Nairobi’s own revenue system opens to a false-start
- Having cut ties with service provider Jambopay on Friday, the NCC had hoped for a smooth entry into the revamped system only for expectations to fall short.
- A majority of motor-vehicle owners were yet to be accustomed with changes while even for those in the know, hitches in the execution of transactions were all too evident to ignore.
- While Jambopay CEO Danson Muchemi hinted at a mutual end of terms with the county on Sunday afternoon, the NCC had on Saturday indicted the firm for allegedly failing to handover essential data resulting to service interruption.
- Nairobi County will be hard-pressed to find long-lasting solutions to its revenue management, this as own-source revenue mobilization remains central to the the county’s lifeline.
The Nairobi County Government’s self-initiated fears on the collapse of its new revenue management system were realised on Monday as a majority of motorists faced distress in their transition to the new platform.
Having cut ties with service provider Jambopay on Friday, the county had hoped for a smooth entry into the revamped system only for expectations to fall short
A spot-check by Citizen Digital in the Central Business District earlier on Monday picked on tens of motor-vehicle owners who experienced an array of challenges in accessing the new payment service including delays, system-failure and the inadequacy of information.
A majority of motor-vehicle owners were yet to be accustomed to the changes while even for those in the know faced hitches in the execution of transactions.
Further to the early-morning pandemonium, city county parking attendants were missing in action leaving motorists to play from their own accord.
According to sources close to the county, the attendants were locked in a day-long meeting at City Hall in what seemingly composed of additional prepping, hours into the takeover of the city’s revenue management system by the county.
Early pointers to an impending disintegration of operations had emerged at the weekend, this as the county rushed to complete works to the own-source revenue management system.
“IT experts at City Hall in Nairobi worked overnight on Saturday/Sunday to ensure the county’s internal revenue collection system is up and running,” read a press statement from the county government dated June 9.
The Nairobi City Council had at the onset of devolution in 2014 en boarded Jambopay to digitize its revenue collection systems in a bid to efficiently manage its more than 136 revenue streams.
Its engagement with the Webtribe Limited-owned service provider would however take a turn for the worse with Jambopay writing to the county in January to want out of contract over of what it termed as politically fueled sabotage.
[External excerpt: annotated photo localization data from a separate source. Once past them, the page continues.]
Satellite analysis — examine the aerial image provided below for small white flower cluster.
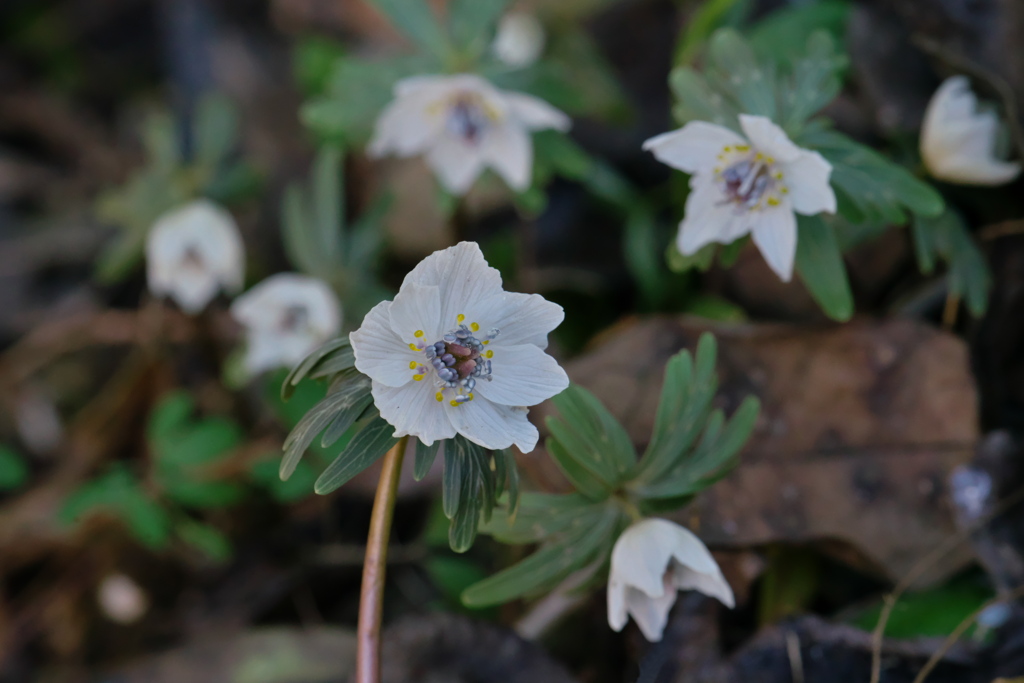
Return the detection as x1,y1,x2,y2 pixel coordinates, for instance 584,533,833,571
144,199,340,377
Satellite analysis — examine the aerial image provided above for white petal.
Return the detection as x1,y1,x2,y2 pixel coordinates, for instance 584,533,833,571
626,580,678,642
464,291,564,349
739,115,802,163
350,300,421,387
368,89,444,158
393,74,455,98
241,332,291,376
609,519,676,598
165,270,222,314
642,122,746,174
231,273,341,337
607,579,630,632
492,13,545,69
750,201,798,282
387,282,443,345
921,76,1023,186
444,399,539,452
672,563,735,609
402,242,505,333
425,138,487,195
780,151,836,216
475,344,568,407
676,180,751,254
502,92,571,132
372,380,456,445
483,122,533,191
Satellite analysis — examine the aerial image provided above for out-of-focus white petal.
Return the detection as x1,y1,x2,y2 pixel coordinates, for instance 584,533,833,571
146,199,245,313
483,122,533,190
492,13,545,68
368,89,445,158
372,380,455,445
403,242,504,332
503,92,571,132
643,122,746,175
350,300,421,387
426,139,487,195
750,202,798,282
676,180,750,254
474,344,568,407
445,399,539,452
921,76,1022,186
465,291,564,349
738,114,802,163
607,519,734,642
781,151,836,215
387,282,443,345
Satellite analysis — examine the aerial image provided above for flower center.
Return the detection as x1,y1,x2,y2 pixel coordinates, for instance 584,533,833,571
713,145,788,211
280,304,309,333
445,93,496,146
407,315,499,407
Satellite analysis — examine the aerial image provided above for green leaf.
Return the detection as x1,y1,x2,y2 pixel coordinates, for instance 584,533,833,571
414,439,441,481
161,478,246,508
748,1,851,66
363,0,449,58
147,391,195,442
624,206,666,310
461,506,620,607
61,468,172,549
442,440,465,519
799,127,944,223
545,437,613,502
249,457,318,503
480,492,594,544
777,31,846,135
141,109,180,171
314,412,398,494
706,28,777,120
912,210,992,316
0,446,29,491
448,0,509,56
795,213,854,321
281,370,373,480
670,67,743,130
154,418,243,468
501,448,519,516
281,337,355,400
176,518,232,563
631,335,718,486
194,92,238,168
294,37,348,96
674,0,750,67
547,385,637,485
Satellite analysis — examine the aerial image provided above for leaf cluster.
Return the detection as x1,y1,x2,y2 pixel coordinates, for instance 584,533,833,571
94,93,259,283
280,337,519,552
463,333,760,607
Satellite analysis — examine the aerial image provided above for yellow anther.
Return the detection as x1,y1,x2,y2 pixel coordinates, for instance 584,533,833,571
736,145,750,152
774,171,784,179
450,400,460,407
457,314,465,323
468,393,474,400
780,186,789,194
766,156,775,164
408,343,418,350
414,330,424,338
723,145,733,152
485,350,494,359
413,375,424,381
767,197,780,206
470,322,480,332
435,392,444,402
713,167,722,174
755,152,763,160
483,340,489,345
409,361,419,369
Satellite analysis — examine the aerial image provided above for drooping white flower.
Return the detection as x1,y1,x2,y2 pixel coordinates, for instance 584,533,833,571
349,242,568,452
146,199,245,313
230,273,341,377
492,13,545,69
643,114,836,282
368,74,570,195
607,518,734,642
921,76,1022,186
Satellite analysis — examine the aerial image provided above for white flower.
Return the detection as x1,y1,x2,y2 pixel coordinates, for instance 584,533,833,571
349,242,568,452
368,74,570,195
643,114,836,282
230,273,341,376
921,76,1022,186
607,518,734,642
146,199,245,313
492,13,545,69
97,573,149,624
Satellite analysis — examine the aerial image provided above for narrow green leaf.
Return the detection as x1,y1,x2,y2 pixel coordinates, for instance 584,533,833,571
176,519,232,563
363,0,449,58
414,439,441,481
795,213,854,322
194,92,238,167
442,439,466,519
707,28,777,120
314,413,398,494
913,210,992,317
548,385,637,484
0,446,29,491
280,337,353,400
312,145,344,266
448,0,509,56
480,492,593,544
545,436,613,502
502,449,520,516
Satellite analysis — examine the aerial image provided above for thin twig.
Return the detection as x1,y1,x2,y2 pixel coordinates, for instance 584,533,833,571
870,482,1024,683
941,292,961,330
355,437,408,683
979,221,1024,241
786,631,805,683
911,34,1024,162
913,584,1024,683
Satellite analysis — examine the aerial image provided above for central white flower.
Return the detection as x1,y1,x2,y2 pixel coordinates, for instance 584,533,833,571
230,273,341,377
921,76,1022,186
368,74,570,195
643,114,836,282
349,242,568,451
608,518,734,642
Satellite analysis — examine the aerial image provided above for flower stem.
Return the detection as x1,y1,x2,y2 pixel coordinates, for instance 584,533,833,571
355,436,407,683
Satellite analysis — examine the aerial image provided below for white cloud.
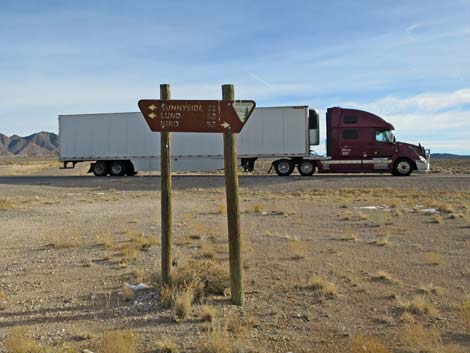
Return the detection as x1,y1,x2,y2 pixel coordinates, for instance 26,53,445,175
343,89,470,115
342,88,470,154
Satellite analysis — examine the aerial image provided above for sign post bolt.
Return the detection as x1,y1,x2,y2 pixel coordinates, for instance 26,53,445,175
222,84,244,306
160,83,172,287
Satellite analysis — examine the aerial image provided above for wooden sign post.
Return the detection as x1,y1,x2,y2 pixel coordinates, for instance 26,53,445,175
138,85,255,306
222,84,244,306
160,84,172,286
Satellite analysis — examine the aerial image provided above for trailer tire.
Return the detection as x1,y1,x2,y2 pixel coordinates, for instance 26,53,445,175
91,161,108,177
393,158,413,176
125,161,136,176
110,161,127,177
297,160,315,176
274,159,294,176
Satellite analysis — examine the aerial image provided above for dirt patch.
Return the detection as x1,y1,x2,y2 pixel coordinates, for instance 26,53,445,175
0,161,469,352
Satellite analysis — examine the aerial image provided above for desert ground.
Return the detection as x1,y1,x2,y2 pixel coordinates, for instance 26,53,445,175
0,158,469,353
Jambopay would, however, eventually stay on as a service provider to the county following the expiry of term on April 7, 2019, this as the firm opened up to an extension after City Hall’s attempts to switch to an own source system proved too taxing at the time.
The firm would then see out a pair of extended monthly-terms to Friday June 7, 2019 facilitating in its stay the transfer of essential services and skills to the Nairobi County Government.
While Jambopay Chief Executive Officer Danson Muchemi hinted at a mutual end of terms with the county in a tweet on Sunday afternoon, the Nairobi County administration had on Saturday indicted the firm for allegedly failing to handover essential data resulting to service interruption.
“Jambopay was required to handover certain key component. These included the company releasing the key USSD code and the paybill account. Until now, Jambopay has not relinquished these, hence interruption of services,” said the county in a statement signed off by county secretary Pauline Kahiga.
In response to our queries on the first-day system hitch, Nairobi County Finance and Economic Planning executive Charles Kerich said the county was working to fast track solutions to the intermittent system interruptions.
Nairobi County will be hard-pressed to find long-lasting solutions to its revenue management, this as own-source revenue mobilization remains central to the the county’s lifeline.
The county could already be losing revenue to the tune of hundreds of millions from the interruption of its automated service, putting to jeopardy, revenue collection targets in the run up to the close of the 2018/19 fiscal year at the end of June.
Parking makes for the county’s revenue main stay earning an estimated Ksh.80 to Ksh.100 million per day in the concluded 2016/17 financial year which saw collected revenues top Ksh.10.9 billion.
While the county has self-contributed to jitters on its ability to manage revenues without the need for a third party, City Governor Mike Sonko has insisted on his government’s focus of a self reliant revenue management system.
“Those spreading rumors of our alleged migration from a digital to analogue city, just because we refused to extend Jambopay contract are dreaming. We are ready to run the Nairobi city county revenue management system on our own and we will put all effort to ensure a smooth transition.